Она сделала паузу, раздумывая, как спросить. Раздумывая, стоит ли. Хочет ли она на самом деле получить ответ?

— Почему вы ушли из Армии?

— Черт, — сказал старик О’Нил, встал и подошел к буфету. Он отставил теплое пиво, вытащил ведерко со льдом, подошел к Шэрон и опустил два кубика в ее бокал, затем вернулся обратно и достал стеклянную банку. Он плеснул на два пальца в небольшой стакан, опрокинул его, выдохнул «пфа!» и сморщился, затем налил еще на два пальца и вернулся к своему креслу, прихватив банку с собой.

Кресло, обтянутое коровьей шкурой с грубой шерстью, выглядело так же, как и остальной дом: крепко сколоченное, надежное, едва ли уютное и напрочь лишенное всякой эстетики. Он опустился в него со вздохом и добавил:

— Так и знал, что ты собиралась с духом спросить.

— Откуда? — спросила она, помешивая лед указательным пальцем. Когда вино немного охладилось, она сделала глоток.

— Ты никогда не спрашивала. И я знаю, что ты никогда не спрашивала Майка.

— Спрашивала. Он сказал спросить у вас.

— Когда? — спросил он и выпил еще жгучего самогона.

— Вскоре после того, как я впервые увидела вас. Я спросила его, что с вами, ну, знаете, почему вы такой…

— Чокнутый?

— Нет, просто… ну-у…

— Тогда эксцентричный, — подсказал он, пожав плечами.
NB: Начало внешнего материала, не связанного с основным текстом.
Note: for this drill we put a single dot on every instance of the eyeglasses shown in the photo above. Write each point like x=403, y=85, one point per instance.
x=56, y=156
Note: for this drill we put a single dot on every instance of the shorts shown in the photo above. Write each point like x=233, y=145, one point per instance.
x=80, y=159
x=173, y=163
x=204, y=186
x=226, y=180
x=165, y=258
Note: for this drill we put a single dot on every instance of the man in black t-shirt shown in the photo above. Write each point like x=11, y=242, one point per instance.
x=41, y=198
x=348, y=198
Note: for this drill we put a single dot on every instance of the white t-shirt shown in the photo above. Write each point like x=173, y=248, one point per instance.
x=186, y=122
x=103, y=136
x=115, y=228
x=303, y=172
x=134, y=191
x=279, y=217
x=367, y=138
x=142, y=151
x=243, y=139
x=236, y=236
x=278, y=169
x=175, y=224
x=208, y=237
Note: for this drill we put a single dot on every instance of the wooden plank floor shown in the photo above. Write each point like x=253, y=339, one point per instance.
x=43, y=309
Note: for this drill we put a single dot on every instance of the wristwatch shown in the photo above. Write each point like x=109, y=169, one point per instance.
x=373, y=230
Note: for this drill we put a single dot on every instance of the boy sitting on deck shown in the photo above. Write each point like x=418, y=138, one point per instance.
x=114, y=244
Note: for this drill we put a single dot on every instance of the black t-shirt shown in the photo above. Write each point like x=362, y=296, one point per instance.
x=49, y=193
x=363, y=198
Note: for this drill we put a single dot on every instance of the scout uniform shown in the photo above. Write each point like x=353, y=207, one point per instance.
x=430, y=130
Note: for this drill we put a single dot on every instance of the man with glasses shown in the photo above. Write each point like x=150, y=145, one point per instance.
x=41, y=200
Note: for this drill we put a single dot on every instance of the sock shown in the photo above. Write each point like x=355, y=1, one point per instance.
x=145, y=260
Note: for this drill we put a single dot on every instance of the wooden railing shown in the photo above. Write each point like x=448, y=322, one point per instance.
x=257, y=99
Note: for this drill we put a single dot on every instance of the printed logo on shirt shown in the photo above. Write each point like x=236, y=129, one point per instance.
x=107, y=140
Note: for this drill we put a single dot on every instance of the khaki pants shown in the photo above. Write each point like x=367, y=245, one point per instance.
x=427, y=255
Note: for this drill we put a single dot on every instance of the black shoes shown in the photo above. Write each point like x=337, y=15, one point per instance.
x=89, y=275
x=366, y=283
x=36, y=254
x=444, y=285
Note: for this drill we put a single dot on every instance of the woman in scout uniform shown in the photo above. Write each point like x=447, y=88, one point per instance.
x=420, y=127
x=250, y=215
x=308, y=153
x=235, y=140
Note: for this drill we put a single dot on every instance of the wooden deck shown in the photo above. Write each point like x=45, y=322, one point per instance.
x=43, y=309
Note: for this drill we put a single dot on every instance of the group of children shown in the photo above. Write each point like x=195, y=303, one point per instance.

— О’кей, эксцентричный. И он сказал мне, что у вас была интересная карьера. И вы говорили обо всем, кроме этого. И почти никогда про Вьетнам.

Она склонила голову набок.

— Ты родилась когда? В семьдесят втором? — спросил он резко.

— Третьем, — поправила она.

— Дай-ка сообразить, — сказал он, почесывая подбородок. Жест так напомнил ей Майка-младшего, что на мгновение у нее перехватило горло.

— В тысяча девятьсот семьдесят третьем, — продолжил он, — я находился в Брэгге, но вернулся обратно в семьдесят четвертом.

— Я думала, мы ушли из Вьетнама в семьдесят втором — семьдесят третьем.

— О да, ушли, конечно. — Он лукаво улыбнулся. — Все, кроме Группы Наблюдения и Изучения.

— Кроме чего?

— ГНИ. Чем была ГНИ? — риторически спросил он. — Ну, прежде всего мы были группой парней, которую ты бы никоим образом не могла представить своей матери — или Конгрессу, что, в сущности, практически то же самое. Мы были компанией крутых отморозков, для которых война просто не могла вот так кончиться. Не могли принять поражение, поэтому для нас нашли способ вернуться в джунгли.

«Морские котики», рейнджеры, группа «Феникс», спецназ Армии, разведка морской пехоты — участвовали все. По сути, целью было отплатить. Верхи знали, что война проиграна. Официально, черт побери, мы на самом деле ушли, но остались некоторые цели, про которые мы просто чувствовали, что они не должны продолжать существование, несколько ситуаций, которые нуждались в кардинальном решении.

Он глотнул крепчайшей выпивки и уставился на потрескивающее пламя, мысленно в другом времени и пространстве.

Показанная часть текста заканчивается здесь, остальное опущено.